Now it also seems to me that he who dreams is more awake than he who sleeps, and that he who spends a third part of his life in utter unconsciousness better deserves to be called a sleepyhead and dullard, than he for whom the dark nights are also vivid and rich with pulsing life. To me it has always seemed a shame to lie like a stone for so many hours, and to arise from sleep no wiser than when we sank into it. And after having experienced several times in my early youth that sleep possesses riches of sensations and a wealth of rapture that surpass the intensest joys of brilliant day, shedding behind them a radiance that penetrates the brightest daylight as sunshine penetrates an electrically lighted hall, - I began to pay more attention to my dreams and, especially in dreary joyless days, to look forward to the nights in which I had unmistakably felt the shining presence of such great treasure.
As to the doctors' opinion regarding the morbidness of dreams, I refer again to my observations on the philistinism prevalent among physicians, and I know from very positive experience that there are healthy as well as morbid sensations in sleep, precisely as in the day-life. I may speak with some authority because in my day-life I never experienced any serious morbid disorder and no doctor could ever cast a doubt on the excellence of my health.

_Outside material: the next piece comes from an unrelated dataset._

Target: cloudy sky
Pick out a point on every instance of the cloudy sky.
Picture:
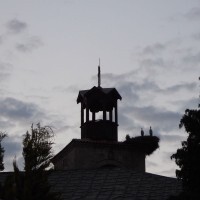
(49, 50)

Yet for me a dreamless night is a bad night, and I call the man who passes his days in the following of perverted and inharmonious impulses, in deviations from the good instincts for refreshment and nourishment, for propagation and accumulation, for peace and happiness, and his nights in dull unconsciousness and thoughtlessness, dead as a cork, or at most, a little mad temporarily from foolish and confused dreams, - such a man I, with good reason, call sickly and abnormal.
For our highest instinct, that like a stately royal stag, proudly holding aloft his widely branching antlers, should take the lead of all the wanton and timid flock of our impulses and passions uniting and guarding them, is the impulse toward beauty, toward sublimity, and toward purest blessedness. Even the mighty passion for knowledge, which impels us so untiringly to seek for the secret of life, is subordinate to this, though it is the second in rank - the most beautiful hind of the flock.
And if in our sleep and dreams we perceive, more distinctly than in the day life, signs of the highest beauty and the purest bliss, - should we not then give them our closest attention?
And this I would now point out to you, dear reader, as the first new idea, strange - till now - to the present world, the first thought-child pulsing with life and future promise, born of the profound union of my experience and contemplation:
The solution of the secret of our lives lies in our dreams.
You think - do you not? - that this solution is not attainable to man. Nor indeed is it - at least not to mortal man. And yet all mankind, through the medium of its naturalists, is patiently and hopefully seeking it. But, though they have already unearthed much that is useful, measuring and recording and comparing with ever finer and sharper instruments, they are still digging in a direction that inevitably leads into a blind alley.